Something was hunting them, taking them quietly, one at a time. A Siren, perhaps, maybe something else. Rio de Janeiro was a haven for Sirens, bone beasts, and a zoo of other mutant creatures, along with some truly bizarre plant life. One thing was clear: this was their turf, and the divers were unwelcome guests. Or welcome, perhaps, as meat on the hoof.
Coming down here in two teams had been a mistake. They should have stuck together all along. Then they might have had a chance to reach the target.
They were only two blocks from the location. Michael and Sofia weren’t far, but their beacons were moving at a crawl.
Magnolia’s group was no longer moving in combat intervals, but in single file, keeping close so the monsters couldn’t snatch anyone else away into the darkness.
The electronic wail of a Siren echoed in the distance. The beasts were active again. She still thought those were the predators picking off her team one at a time. Maybe there was an alpha unlike any they had come across in the wastes.
The defectors wouldn’t take them out individually. Neither would the bone beasts. One of those things could kill their entire group if it managed to trap them in a room. But the Sirens were stealth hunters.
Magnolia slipped around a fallen door lintel into a space overgrown with vegetation. The purple-and-red vines had run riot inside the office building, pushing over desks and breaking through walls. The team kept clear of the spiny bulbs that grew like bark on the scaly skin. She didn’t want to find out what would happen if they got too close.
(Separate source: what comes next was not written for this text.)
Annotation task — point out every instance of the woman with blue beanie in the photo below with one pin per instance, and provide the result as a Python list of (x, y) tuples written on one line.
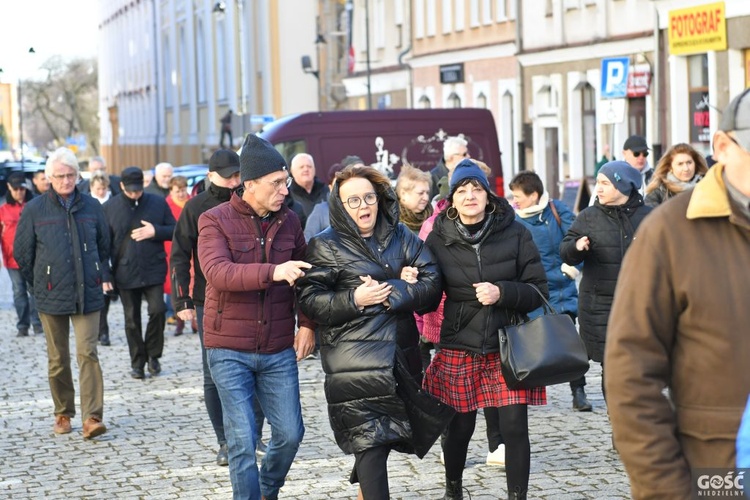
[(599, 238)]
Broken glass doors led to a business that had served coffee. She looked at the faded green mermaid logo on the ground. Paper cups and plastic spoons were strewn about as if a hurricane had blown through. Two tables remained standing. Everything else was upended or smashed.
Alejo waded through the debris to the missing front door, to check the street. Glowing vines pulsated on the road, rhythmically lighting up and dimming the twilit room.
“I think the divers are somewhere out there,” Magnolia whispered, pointing.
“And the target is around the next block,” Rodger said. “We should link up with Michael and Sofia first, then—”
Alejo cut him off. “We link up with your divers; then we get the hell out of here,” he said. “Pray our boat is still waiting with my men.”
“My boat,” Magnolia said.
Alejo’s helmet rotated toward her. “Maybe you haven’t noticed, sweetheart, but the mission has failed. We’re getting picked off like flies.”
“And what’s the general have to say?” Magnolia asked.
Alejo spoke to Santiago in a hushed voice. The old warrior cradled his double-barreled shotgun and said, “Sigamos. Cumplamos la misión.”